L’état des écoles à Marseille, cela fait des années que tout le monde s’en offusque. Rats et cafards qui se baladent entre les chaises des élèves, plafond qui s’effondre à cause de la pluie… Il faudrait plus d’un milliard d’euros pour rénover toutes les écoles de la ville et reconstruire, les quelques 174 écoles vétustes, principalement situées dans les quartiers nord.

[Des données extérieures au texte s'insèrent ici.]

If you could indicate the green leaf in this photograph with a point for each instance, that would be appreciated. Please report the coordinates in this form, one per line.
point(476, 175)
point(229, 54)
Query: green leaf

Difficile de rattraper plus de trente ans d’abandon de l’ère Gaudin… En 2016, ce sont cinq millions d’euros qu’avait investi l’état dans la réhabilitation des écoles lors d’une visite de Najat Vallaud-Balkacem, alors ministre de l’Éducation nationale.
Une annonce loin des besoins des enseignants
Pour autant, sur le terrain rien n’a changé comme l’explique Anne-Catherine Marigot, directrice de l’école maternelle REP+ Saint Just Coro. « Depuis que je suis arrivée dans le quartier en 1999, il est prévu de refaire les écoles Pailleron et il ne s’est toujours rien passé… ». Selon elle, « le mauvais état du bâti à Marseille a des raisons structurelles, profondément ancrées dans la gestion municipale qu’il va être très compliqué de changer malgré la bonne volonté de la nouvelle équipe municipale ». C’est donc sur ce terrain que les enseignantes et enseignants marseillais attendaient le Président comme le raconte Benjamin. "Je me doutais bien que Macron lançait sa campagne présidentielle chez nous. Mais je pensais qu’il allait détailler l’aide financière indispensable à la rénovation des écoles marseillaises exsangues. Du côté des profs, j’imaginais qu’il aurait au moins fait miroiter la loi de programmation pluriannuelle de la revalorisation de tous les enseignants… Et rien de tout ça. Je suis très énervé mais au fond pas si surpris par ce gouvernement. Quel est le rapport entre la qualité du bâti et le statut des directeurs ? ». Anne-Catherine rajoute. "Je ne m’attendais certainement pas à ce que Macron profite de sa venue, et du tapage médiatique qui en découle, pour faire passer une mesure de sa politique ultra-libérale ».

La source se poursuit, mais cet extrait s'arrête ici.